Araneus sagicola is a species of orb weaver spider in the family Araneidae. It is endemic to Japan. This species is only known from the males that have been described in 1906.

==Etymology==
The specific epithet sagicola is of uncertain etymology.

==Distribution==
A. sagicola has been recorded from Japan.

==Description==

The original description from 1906 indicates that specimens reach a length of 11 mm, with the cephalothorax measuring 5.1 by 4.3 mm at its widest point between legs II. The cephalothorax shows strong anterior extension behind the eye region and is reddish-brown with darker lateral fields. The sternum is dark brown.

In all examined specimens, the dorsal markings of the generally greyish-brown opisthosoma are not clearly defined. Immature specimens show a small, dark reddish-brown longitudinal stripe at the base that forks posteriorly. A yellowish spot appears anterior to each posterior lateral projection. The subsequent depressed points lie each in a velvet, dark reddish-brown transverse stripe.

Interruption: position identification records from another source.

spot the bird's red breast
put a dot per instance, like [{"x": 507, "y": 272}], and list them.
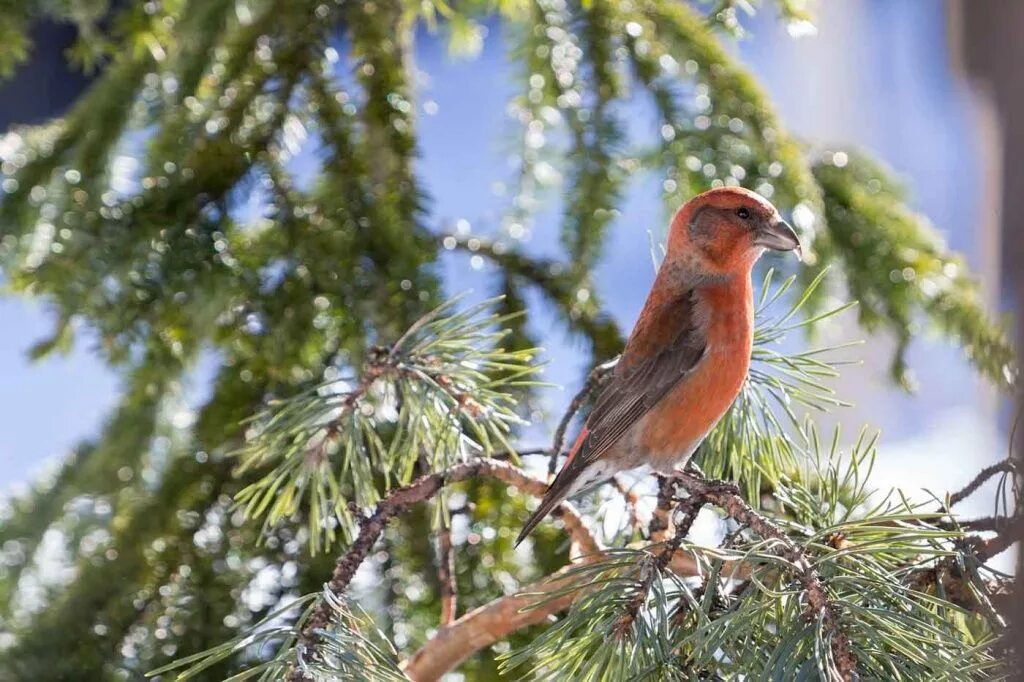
[
  {"x": 688, "y": 354},
  {"x": 689, "y": 411}
]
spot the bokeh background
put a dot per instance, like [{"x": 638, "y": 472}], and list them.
[{"x": 894, "y": 78}]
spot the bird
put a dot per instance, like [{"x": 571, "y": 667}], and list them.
[{"x": 689, "y": 351}]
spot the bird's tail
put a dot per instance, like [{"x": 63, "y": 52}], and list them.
[{"x": 552, "y": 498}]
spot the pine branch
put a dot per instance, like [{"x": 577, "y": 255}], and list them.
[
  {"x": 817, "y": 596},
  {"x": 502, "y": 617},
  {"x": 372, "y": 526}
]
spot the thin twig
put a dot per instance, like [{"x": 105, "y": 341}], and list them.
[
  {"x": 631, "y": 499},
  {"x": 737, "y": 509},
  {"x": 687, "y": 510},
  {"x": 658, "y": 525},
  {"x": 445, "y": 573},
  {"x": 372, "y": 526},
  {"x": 531, "y": 604},
  {"x": 1000, "y": 467}
]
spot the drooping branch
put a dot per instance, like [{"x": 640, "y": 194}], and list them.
[
  {"x": 729, "y": 500},
  {"x": 498, "y": 620},
  {"x": 1006, "y": 466},
  {"x": 372, "y": 526}
]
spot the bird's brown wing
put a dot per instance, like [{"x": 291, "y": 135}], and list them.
[{"x": 665, "y": 346}]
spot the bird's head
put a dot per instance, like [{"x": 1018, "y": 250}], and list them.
[{"x": 726, "y": 229}]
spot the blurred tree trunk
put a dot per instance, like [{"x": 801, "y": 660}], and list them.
[{"x": 991, "y": 51}]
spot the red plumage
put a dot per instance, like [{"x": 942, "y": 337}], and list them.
[{"x": 689, "y": 351}]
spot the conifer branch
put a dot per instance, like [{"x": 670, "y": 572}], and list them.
[
  {"x": 822, "y": 607},
  {"x": 372, "y": 526}
]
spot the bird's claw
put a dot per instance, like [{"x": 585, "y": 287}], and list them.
[{"x": 697, "y": 481}]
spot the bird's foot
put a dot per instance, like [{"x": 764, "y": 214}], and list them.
[{"x": 696, "y": 482}]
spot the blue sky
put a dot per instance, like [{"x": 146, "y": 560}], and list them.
[{"x": 877, "y": 76}]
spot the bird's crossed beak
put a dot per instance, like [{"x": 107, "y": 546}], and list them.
[{"x": 779, "y": 237}]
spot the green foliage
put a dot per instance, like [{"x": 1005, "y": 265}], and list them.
[
  {"x": 352, "y": 648},
  {"x": 759, "y": 439},
  {"x": 871, "y": 233},
  {"x": 124, "y": 217},
  {"x": 438, "y": 394}
]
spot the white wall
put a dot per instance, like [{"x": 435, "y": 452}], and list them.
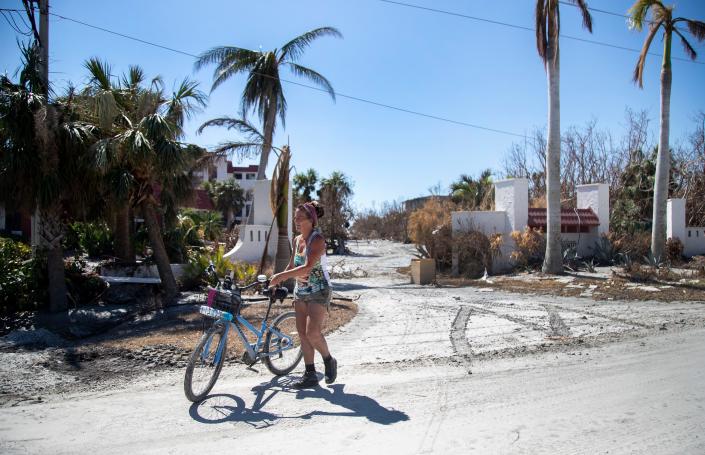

These stripes connect laterally and form a pyramid bordered by a fine light stripe. Medially they are separated by lighter stripes. A light stripe runs along the middle, ending at the last quarter of the abdominal length, while further forward it takes up several small dark longitudinal stripes. On the sides alternate dark and light oblique stripes. On the abdomen are one or two pairs of yellow points next to the dark median field.

All leg segments are light at the base and dark brown at the ends.